John shook his head, a small smile curving his lips. “Not really. We still
don’t know enough about shifters for that to be possible.”
“How did you spot me then?”
Her boss had told her to make sure the DCO noticed her, but it would still be
nice to know exactly what they’d keyed in on.
John shrugged. “With some shifters, there are physical and behavioral traits
that give them away—overt demonstrations of strength and speed, aggressive or over-confident attitude. But in your case, it was more
subtle and harder to put into words. It was just a sense I got from watching all the surveillance video. The way you move through a crowd like a
graceful animal, the way you lift your nose just a bit like you’re testing the breeze for a scent, the way you constantly scan the restaurant when
you’re eating. It all told me you were special.”
Huh. She had no idea she even did those things, but those were damn subtle
signs. “It sounds like you and your team spent a lot of hours watching those videos to pick up all those things?”

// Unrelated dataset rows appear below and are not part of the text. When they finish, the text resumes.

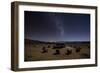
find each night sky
[24,11,90,42]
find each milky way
[51,13,64,37]
[24,11,90,41]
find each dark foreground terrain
[24,39,90,61]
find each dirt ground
[24,39,90,61]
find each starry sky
[24,11,90,42]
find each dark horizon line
[24,38,90,42]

He gave her a lazy smile. “No team—just me. And yes, I spent a lot of hours
watching you.”
The idea that John had sat in front of a TV or computer monitor for hours on
end gazing at her so intently that he’d been able to pick up the details he had should have creeped her out. But it didn’t. In fact, it was sort
of a turn-on.
“So you’re saying the DCO didn’t peg me as a shifter—you did?”
He nodded. “But no one there knows yet. I haven’t told them. I thought it best
to find out if you were interested before saying anything. Right now, the few who are aware of you think you’re simply a potential operative of
the boring, everyday human variety.”
A grin tugged at her lips—he had a way of making her smile. But what could she
say? This mission was turning out to be more fun than she’d ever imagined. And the fact that John was the only one who knew about her
secret was like extra frosting on an already well-iced cake.
“Are you interested?” he asked again.
That was a loaded question if she ever heard one. She felt a warm rush suffuse
her belly. “I’m very interested.”
“Excellent.” He grinned. “Does that mean you’re joining the DCO?”
She laughed. “I didn’t say that.”
He frowned. “But you just said you were interested.”
She leaned forward in her chair and fixed him with a sexy look, letting a
little yellow-glow flash in her eyes. “I didn’t say I was interested in the DCO. When I said I was interested, I meant in you.”
He tilted his head to the side, giving her an appraising look that sent the
rush of heat she’d felt earlier to pool between her thighs. “I can work with that.”